Further to the north, beside the mist-covered webfoots' dew ponds, the pinnacles of the gyle goblin colonies glinted in the rays of the sinking sun, while far to their right, in the partially cleared forest areas, they could see smoke spiralling up out of the chimneys of the huts in the new villages – some not yet even blooded – where the latest tribes and family groups to arrive had begun to settle.
Lob's face tightened with anger. ‘Why can't the clan chiefs just leave us in peace? Why must we go to war? Why, Lummel, why?’
Lummel sighed. ‘We're just simple low-bellies,’ he said, slowly shaking his head. ‘The mighty clan chiefs don't concern themselves with the likes of us, Lob.’
‘It's not right,’ said Lob hotly once more. He nodded round at the blue fields, the barley swaying in the rising easterlies. ‘Who's gonna harvest that lot, eh? No one, that's who. It'll just get left to spoil in the fields.’
‘S'already starting to turn,’ said Lummel.
‘‘Xactly,’ said Lob. ‘And what's there gonna be to eat on those long, cold, winter nights then? You tell me that!’ He took the flagon back from his brother, drained it and wiped his mouth on the back of his hand. ‘One thing's for certain, those high and mighty clan chiefs won't go hungry.’
‘You're right, brother,’ said Lummel. ‘They'll be feasting in their clan-huts while we do the fighting and dying in this war of theirs.’

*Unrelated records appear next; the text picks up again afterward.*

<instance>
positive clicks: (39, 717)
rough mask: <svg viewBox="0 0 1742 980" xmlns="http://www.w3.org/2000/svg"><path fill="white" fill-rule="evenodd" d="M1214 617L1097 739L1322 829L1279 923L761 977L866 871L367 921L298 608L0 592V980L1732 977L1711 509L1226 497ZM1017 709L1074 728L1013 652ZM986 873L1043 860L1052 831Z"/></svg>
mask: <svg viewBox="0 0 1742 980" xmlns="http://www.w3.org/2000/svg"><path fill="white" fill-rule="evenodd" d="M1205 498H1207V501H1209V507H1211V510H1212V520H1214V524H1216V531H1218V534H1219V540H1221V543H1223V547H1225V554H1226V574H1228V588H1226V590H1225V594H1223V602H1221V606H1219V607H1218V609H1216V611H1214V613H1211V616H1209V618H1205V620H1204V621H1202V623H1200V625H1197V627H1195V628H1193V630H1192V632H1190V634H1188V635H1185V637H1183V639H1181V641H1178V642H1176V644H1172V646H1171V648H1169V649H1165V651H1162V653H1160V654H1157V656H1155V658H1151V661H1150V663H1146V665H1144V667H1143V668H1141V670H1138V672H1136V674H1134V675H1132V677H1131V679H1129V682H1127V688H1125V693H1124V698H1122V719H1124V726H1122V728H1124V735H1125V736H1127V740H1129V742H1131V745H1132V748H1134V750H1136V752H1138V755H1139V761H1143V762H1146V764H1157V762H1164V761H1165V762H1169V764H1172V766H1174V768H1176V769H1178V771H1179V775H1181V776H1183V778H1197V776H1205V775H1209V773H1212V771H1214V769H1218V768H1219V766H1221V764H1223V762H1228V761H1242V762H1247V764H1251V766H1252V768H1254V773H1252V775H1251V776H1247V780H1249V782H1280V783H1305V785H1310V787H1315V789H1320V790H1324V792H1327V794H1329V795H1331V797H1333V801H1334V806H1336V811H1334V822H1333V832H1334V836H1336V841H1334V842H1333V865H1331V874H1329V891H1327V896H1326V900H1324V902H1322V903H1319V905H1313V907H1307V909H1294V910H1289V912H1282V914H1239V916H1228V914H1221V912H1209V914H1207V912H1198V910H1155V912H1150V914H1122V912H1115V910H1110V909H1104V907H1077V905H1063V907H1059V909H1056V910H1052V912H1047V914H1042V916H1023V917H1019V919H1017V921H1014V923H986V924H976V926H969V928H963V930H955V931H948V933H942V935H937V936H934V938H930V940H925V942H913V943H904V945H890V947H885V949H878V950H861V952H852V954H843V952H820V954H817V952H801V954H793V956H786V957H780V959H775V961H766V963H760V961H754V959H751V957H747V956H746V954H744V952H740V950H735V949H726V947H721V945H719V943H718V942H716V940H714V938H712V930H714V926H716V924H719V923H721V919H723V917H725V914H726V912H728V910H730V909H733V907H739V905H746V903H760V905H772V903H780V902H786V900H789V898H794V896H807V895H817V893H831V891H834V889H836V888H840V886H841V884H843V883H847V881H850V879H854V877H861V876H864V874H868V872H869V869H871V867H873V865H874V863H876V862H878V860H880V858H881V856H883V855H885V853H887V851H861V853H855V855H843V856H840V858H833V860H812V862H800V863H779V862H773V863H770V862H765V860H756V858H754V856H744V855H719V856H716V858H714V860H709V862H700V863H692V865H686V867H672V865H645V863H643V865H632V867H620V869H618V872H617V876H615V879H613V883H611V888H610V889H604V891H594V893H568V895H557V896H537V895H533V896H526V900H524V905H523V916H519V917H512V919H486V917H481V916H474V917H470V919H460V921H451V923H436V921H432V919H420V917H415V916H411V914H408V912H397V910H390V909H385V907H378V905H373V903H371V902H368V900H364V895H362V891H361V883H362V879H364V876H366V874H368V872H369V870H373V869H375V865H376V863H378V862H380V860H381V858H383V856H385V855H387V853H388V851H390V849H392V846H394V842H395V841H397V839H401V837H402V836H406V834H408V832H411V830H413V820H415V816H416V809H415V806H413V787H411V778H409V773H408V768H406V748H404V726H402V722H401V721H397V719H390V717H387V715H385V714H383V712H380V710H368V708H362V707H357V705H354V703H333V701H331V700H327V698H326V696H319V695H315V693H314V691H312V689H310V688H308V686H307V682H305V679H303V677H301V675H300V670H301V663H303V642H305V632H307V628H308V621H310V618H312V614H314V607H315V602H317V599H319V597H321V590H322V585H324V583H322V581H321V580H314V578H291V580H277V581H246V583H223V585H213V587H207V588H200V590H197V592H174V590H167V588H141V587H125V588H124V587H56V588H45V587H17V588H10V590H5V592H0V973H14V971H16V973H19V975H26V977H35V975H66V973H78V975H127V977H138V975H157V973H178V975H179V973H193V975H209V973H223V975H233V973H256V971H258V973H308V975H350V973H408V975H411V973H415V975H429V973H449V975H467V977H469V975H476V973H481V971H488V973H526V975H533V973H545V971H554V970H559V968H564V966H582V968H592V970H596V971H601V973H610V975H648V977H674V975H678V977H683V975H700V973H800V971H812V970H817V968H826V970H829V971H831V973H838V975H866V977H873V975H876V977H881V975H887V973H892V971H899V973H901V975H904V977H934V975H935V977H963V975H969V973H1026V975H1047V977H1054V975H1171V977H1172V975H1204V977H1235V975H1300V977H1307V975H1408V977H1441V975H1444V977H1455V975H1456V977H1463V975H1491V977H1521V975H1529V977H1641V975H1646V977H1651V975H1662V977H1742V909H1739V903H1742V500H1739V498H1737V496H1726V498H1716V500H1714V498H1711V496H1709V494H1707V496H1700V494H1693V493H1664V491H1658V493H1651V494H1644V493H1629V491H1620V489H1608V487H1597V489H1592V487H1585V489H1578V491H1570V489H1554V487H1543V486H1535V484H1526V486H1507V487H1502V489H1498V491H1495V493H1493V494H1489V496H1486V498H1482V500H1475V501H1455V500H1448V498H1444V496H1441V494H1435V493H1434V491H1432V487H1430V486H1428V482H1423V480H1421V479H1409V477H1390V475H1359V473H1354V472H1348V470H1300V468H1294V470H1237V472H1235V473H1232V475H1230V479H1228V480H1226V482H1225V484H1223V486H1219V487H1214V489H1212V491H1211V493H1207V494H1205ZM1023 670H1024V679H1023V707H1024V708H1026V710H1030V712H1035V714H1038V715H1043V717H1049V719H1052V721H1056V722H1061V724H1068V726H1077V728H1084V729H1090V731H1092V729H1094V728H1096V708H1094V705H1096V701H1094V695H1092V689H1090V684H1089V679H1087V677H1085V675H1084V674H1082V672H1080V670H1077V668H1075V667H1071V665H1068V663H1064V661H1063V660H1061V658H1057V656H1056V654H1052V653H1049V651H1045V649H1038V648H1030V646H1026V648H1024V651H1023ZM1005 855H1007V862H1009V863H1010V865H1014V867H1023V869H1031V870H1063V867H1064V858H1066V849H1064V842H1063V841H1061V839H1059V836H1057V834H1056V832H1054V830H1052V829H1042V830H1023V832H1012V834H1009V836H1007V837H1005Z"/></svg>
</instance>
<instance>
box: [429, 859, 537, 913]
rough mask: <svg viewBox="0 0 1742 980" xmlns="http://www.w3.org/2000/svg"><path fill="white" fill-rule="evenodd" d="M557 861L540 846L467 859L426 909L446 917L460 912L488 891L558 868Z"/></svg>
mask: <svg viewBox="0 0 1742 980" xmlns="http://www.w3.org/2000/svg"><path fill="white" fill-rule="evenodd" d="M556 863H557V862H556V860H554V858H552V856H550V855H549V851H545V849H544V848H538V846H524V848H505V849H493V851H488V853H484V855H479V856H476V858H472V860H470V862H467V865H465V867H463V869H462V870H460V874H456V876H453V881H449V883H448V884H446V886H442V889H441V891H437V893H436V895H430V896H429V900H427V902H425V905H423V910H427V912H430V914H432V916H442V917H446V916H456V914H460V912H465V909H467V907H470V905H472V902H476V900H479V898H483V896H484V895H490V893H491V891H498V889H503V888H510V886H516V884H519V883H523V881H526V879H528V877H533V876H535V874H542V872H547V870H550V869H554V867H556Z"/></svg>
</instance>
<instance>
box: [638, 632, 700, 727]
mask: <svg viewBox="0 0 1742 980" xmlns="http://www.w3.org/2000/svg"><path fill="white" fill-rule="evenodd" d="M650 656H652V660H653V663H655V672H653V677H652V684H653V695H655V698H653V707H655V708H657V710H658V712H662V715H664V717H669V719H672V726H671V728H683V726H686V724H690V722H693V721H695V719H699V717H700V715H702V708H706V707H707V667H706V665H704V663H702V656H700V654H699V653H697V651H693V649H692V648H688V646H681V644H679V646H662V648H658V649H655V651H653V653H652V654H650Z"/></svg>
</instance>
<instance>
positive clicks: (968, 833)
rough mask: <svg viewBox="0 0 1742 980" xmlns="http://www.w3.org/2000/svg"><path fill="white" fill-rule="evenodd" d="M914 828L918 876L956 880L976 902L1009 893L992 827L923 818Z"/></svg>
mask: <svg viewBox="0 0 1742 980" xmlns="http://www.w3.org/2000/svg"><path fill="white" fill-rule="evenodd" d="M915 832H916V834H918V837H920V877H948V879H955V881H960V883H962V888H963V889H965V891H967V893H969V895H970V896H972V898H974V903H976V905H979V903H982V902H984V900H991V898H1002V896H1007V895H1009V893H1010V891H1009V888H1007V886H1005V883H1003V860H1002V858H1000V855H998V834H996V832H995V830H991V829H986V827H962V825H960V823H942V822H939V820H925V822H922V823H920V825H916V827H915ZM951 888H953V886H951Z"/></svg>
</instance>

‘Clan chiefs!’ said Lob, his voice heavy with contempt. He spat on the ground. ‘We'd be better off without them.’ He picked up his scythe, turned his attention to the waiting barley and began cutting with renewed vigour. ‘What
you and I need, brother, are the friends of the harvest…’
‘Lob,’ said Lummel, his voice suddenly hushed and urgent.
‘You heard what was said at that meeting,’ Lob continued, scything furiously. ‘There's a whole load of goblins like us, from every tribe and all walks of life who think just the way we do…’
‘Lob!’
Lob paused and looked up. ‘What?’ he said. ‘It's true, isn't it?’
And then he caught sight of what his brother had already seen – a long line of scrawny web-footed goblins tramping through the fields towards them from the northeast under heavy armed guard. They were dripping wet from head to toe. Clearly, the flat-head guards had interrupted their sacred clam-feeding and dragged them out of the water without even allowing them to return home for a change of clothes. The thin, scaly creatures looked lost and forlorn away from the dew ponds and the giant
molluscs they tended that lived in their depths.
Lob gasped. ‘By Earth and Sky,’ he whispered, his voice trembling, ‘if they're picking on harmless symbites now, then no one in the Goblin Nations is safe any more.’
‘Oi, you two!’ one of the flat-head guards bellowed across the blue-barley field. ‘Get over here and join the ranks at once.’
Lob and Lummel looked at one another, their hearts sinking. The moment they had both been dreading had arrived, and much earlier than their worst fears. Where were the friends of the harvest now?
‘Look lively!’ shouted the flat-head. ‘You're in the army now.’
‘But … but the harvest,’ Lob called back. ‘We haven't finished bringing it in…’
‘Forget the harvest!’ the flat-head roared, his face blotchy crimson and contorted with rage. ‘Let it rot! A richer harvest by far awaits us in the Free Glades, and all
you
have to do to reap it is to follow in the tracks of a glade-eater!’